Certain foods, due to their chemical composition, caused taste receptors to be stimulated, and other foods caused them to "reset" so that they could be stimulated again. This effect was accentuated if a more neutral agent was used in-between to facilitate the resetting. In other words, by resetting the receptors, food could be made to taste good, even to cancer patients who had altered taste receptors. Furthermore, it could be made to continue to taste good, through precisely the same mechanism employed when one “cleanses the palate” by sipping wine between bites of food.
 
“At a certain point, I realized I was lacking something. I needed to learn how to cook,” he says. In his off time, he attended Culinard, the formal cooking academy at Virginia College in order to fill in the gaps in his knowledge. “I explained to them what I was doing, and they were very supportive,” he says. He learned the techniques for cooking for people with normal tastes, then altered them to tailor them for cancer patients. Upon graduation, now a certified chef, he threw himself into compiling recipes for cancer patients. “My recipes had to meet certain strict criteria,” he says. They had to address nutritional value while enhancing taste, smell, and swallowing ability, and while simultaneously controlling diarrhea and/or constipation. The recipes work. Cancer patients can enjoy food again, and for that they love Dr. Pineda.
 
He certainly would have made a fortune several times over, but for one small problem with his business model: he gives the books away. Through his non-profit organization and his website, www.cookingwithcancer.org, he distributes the books and recipes to anyone who wants one. All of this magnanimity has made Pineda a bit of a local celebrity, although his celebrity won’t be local for long.
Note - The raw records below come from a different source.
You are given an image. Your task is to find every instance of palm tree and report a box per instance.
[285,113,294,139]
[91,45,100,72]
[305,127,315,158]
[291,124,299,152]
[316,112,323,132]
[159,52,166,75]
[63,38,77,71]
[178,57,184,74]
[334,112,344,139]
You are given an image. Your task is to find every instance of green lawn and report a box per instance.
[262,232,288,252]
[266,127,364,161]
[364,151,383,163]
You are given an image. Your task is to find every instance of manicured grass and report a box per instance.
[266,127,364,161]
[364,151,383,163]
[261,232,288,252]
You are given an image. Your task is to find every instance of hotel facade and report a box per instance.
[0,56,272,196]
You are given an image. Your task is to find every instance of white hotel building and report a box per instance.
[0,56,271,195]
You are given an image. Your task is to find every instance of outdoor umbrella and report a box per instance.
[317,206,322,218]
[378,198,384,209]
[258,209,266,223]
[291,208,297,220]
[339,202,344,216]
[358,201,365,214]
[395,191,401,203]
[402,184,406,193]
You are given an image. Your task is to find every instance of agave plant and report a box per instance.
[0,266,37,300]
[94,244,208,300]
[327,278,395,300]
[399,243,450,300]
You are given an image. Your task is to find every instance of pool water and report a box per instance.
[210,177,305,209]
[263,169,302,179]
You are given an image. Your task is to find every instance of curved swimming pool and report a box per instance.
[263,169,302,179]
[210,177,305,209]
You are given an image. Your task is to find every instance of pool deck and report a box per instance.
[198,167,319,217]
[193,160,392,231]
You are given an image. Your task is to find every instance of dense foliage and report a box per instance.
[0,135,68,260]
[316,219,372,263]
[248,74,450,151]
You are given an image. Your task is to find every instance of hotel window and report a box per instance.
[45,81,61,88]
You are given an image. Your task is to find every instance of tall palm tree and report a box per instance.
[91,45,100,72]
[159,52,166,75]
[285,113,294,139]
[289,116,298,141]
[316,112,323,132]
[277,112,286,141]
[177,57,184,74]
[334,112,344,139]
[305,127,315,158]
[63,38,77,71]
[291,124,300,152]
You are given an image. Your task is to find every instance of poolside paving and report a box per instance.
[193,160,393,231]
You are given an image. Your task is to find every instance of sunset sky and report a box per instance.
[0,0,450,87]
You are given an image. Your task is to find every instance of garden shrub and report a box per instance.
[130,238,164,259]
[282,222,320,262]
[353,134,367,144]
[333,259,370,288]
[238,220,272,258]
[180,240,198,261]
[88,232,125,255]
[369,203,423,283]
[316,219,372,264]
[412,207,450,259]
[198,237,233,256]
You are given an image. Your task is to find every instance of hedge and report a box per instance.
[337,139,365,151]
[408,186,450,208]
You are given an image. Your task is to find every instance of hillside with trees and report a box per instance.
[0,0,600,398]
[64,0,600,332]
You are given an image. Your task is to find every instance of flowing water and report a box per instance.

The American Cancer Society recently asked to include CD-ROMs of his cooking techniques and recipes in their patient packets to be distributed nationwide – for free; of course.
 
He is excited about the future in the field that he played no small part in pioneering. Armed with colloidal solutions, microscopic taste-containing beads, and a more complete understanding of the senses of taste and smell, “molecular gastronomy” is joining the ancient art of cooking with a very new and very advanced science. He speaks about the boundless possibilities, still with the breathless anticipation of a young college student.
 
Pineda isn't all work, though. He is a family man. He and his Alabamian wife of 30 plus years, Diane, have four children, whose varied pursuits reflect their Renaissance-man father’s eclectic interests. Of their three daughters, the eldest is a businesswoman working with non-profit groups to aid in the further development of Central America. One is an art history student with plans to study design, and one is a high school athlete. His son studies Asian culture and history. Oh, and the family business? Not to worry - Pineda’s eldest daughter has just enrolled in cooking school.
 
“Medicine in this country has been very good to me, my friend,” he says in immaculate English with an endearing Latin-accented formality. “It is my greatest aspiration to be the kind of guy who doesn't just write the proper prescription. I want to be the kind of guy who also cares.”
 
Mission accomplished, Dr. Pineda. Mission accomplished.